Did you know that select nutrients gained through your diet could play a significant role in maintaining good eye health? Consuming foods with the correct nutrients can prevent cataracts, macular degeneration, retinopathies, and other eye related health issues. Some eye-essential nutrients are: fatty acids, zinc, carotenoids, and vitamins A, C and E.
While taking a closer look at a Thanksgiving plate, here are some of the foods with prime eye health nutrients: a salad mixed with leafy greens, nuts and citrus fruit, deviled eggs, black-eyed peas, whole wheat rolls, pastas, or crackers, beef, pumpkin pie, fruit salad, broccoli, carrots, sweet potatoes, and more. Who knew that Thanksgiving could be so good for your eye health?
A salad mixed with leafy greens, nuts, and citrus fruit is stocked full of nutrients that are great for your eye health! Spinach, collard greens, kale, and other leafy greens contain lutein and zeaxanthin, which help fight the development of cataracts and macular degeneration. Citrus fruits, such as oranges and grapefruits are rich in vitamin C, which may reduce the probability of cataracts and macular degeneration. Nuts, such as pistachios, almonds, and walnuts, have high amounts of vitamin E and fatty acids, which boost eye health.

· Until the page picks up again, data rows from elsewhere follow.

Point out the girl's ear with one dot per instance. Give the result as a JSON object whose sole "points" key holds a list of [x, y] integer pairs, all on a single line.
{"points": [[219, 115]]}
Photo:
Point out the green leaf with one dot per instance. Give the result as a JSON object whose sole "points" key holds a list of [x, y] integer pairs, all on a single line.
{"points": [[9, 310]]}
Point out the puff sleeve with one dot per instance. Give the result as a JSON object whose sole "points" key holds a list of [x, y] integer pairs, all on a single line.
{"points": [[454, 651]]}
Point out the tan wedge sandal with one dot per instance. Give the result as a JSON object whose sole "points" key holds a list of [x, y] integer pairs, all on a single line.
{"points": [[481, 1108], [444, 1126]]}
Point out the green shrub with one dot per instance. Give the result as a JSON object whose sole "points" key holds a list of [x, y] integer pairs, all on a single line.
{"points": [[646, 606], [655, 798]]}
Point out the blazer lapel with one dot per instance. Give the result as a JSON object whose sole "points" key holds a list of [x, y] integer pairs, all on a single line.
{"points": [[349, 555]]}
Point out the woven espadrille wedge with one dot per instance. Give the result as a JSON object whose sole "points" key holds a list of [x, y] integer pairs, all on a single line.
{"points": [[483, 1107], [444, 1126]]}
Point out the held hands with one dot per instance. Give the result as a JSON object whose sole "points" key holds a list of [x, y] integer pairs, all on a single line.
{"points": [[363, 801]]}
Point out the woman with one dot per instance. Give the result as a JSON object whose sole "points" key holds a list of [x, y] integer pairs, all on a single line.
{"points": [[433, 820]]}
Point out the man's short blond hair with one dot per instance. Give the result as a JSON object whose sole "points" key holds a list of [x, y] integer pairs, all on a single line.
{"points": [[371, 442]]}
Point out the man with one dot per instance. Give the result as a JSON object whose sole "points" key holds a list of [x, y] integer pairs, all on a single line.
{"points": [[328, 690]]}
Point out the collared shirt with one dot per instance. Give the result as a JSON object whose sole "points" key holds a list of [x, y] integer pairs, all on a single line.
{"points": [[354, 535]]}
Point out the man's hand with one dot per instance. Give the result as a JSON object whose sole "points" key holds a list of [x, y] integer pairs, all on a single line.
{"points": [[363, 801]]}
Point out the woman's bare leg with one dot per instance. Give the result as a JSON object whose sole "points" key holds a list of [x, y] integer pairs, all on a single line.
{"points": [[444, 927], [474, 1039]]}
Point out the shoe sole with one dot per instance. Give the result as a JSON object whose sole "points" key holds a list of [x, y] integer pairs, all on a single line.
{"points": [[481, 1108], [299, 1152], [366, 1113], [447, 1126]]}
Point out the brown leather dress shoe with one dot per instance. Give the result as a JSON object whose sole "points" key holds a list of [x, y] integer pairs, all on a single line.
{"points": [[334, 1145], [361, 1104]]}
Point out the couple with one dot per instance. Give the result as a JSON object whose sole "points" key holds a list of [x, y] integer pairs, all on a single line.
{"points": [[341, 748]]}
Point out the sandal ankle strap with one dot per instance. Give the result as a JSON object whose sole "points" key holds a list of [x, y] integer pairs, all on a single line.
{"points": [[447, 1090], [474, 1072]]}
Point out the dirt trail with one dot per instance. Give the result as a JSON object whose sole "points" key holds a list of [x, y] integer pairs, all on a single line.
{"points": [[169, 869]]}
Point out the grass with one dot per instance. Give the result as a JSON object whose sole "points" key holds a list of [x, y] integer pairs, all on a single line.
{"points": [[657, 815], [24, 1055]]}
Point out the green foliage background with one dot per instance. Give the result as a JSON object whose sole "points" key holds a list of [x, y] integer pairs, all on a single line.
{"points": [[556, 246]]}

A common food served on Thanksgiving, deviled eggs, are great for your eyes. Eggs are rich in vitamin A and lutein which may protect against night blindness and dry eyes. Another iconic Thanksgiving food, black-eyed peas, also provide a great source of zinc and bioflavonoids, which lower the risks of development of macular degeneration and cataracts.
While turkey and ham are delicious, going a non-traditional route for the Thanksgiving meat would be beneficial. Did you know that beef contains zinc which can help reduce the advancing of age-related macular degeneration? Putting aside the traditional Thanksgiving meats and incorporating beef into your family’s meal could be of great benefit to your eyes.
A basket of steaming hot rolls on the Thanksgiving table might not be as bad for your body as you think. Whole grain breads, pastas, and crackers can reduce risk of age-related macular degeneration.
It might sound cliché, but eating your fruits and veggies can benefit your eye health, including traditional sides for your Thanksgiving dinner such as carrots, broccoli, and sweet. Carrots are rich in vitamin A, which helps to guard the surface of the eye, and reduces the risk of ocular infections. Broccoli contains antioxidants that absorb UV rays, which helps keep your eyes healthy while you’re out in the sun. Sweet potatoes are rich in antioxidants that help decrease the risk of macular degeneration and cataracts.
While looking at the dessert table, many assume a sweet treat is unhealthy; however, many treats can benefit the eyes. One of the most iconic Thanksgiving desserts, pumpkin pie, actually has great health benefits for your eyes. Pumpkins are high in zinc, rich in vitamins, and are a good source of lutein and zeaxanthin. These minerals, vitamins, and antioxidants keep your retina, cornea, and the surface of your eye healthy, as well as helping to see in low light conditions and reducing risk of macular degeneration and cataracts. They also filter out harmful wavelengths of light, which acts like sunscreen for your eyes. Who knew dessert could be so great for you?
This Thanksgiving, as you lay your head on the pillow at night with a full belly, let your guilt from the overindulgence of wonderful food disappear. Many of the Thanksgiving foods that you consume are stocked full of eye-essential nutrients that are fighting to keep your eyes as healthy as possible.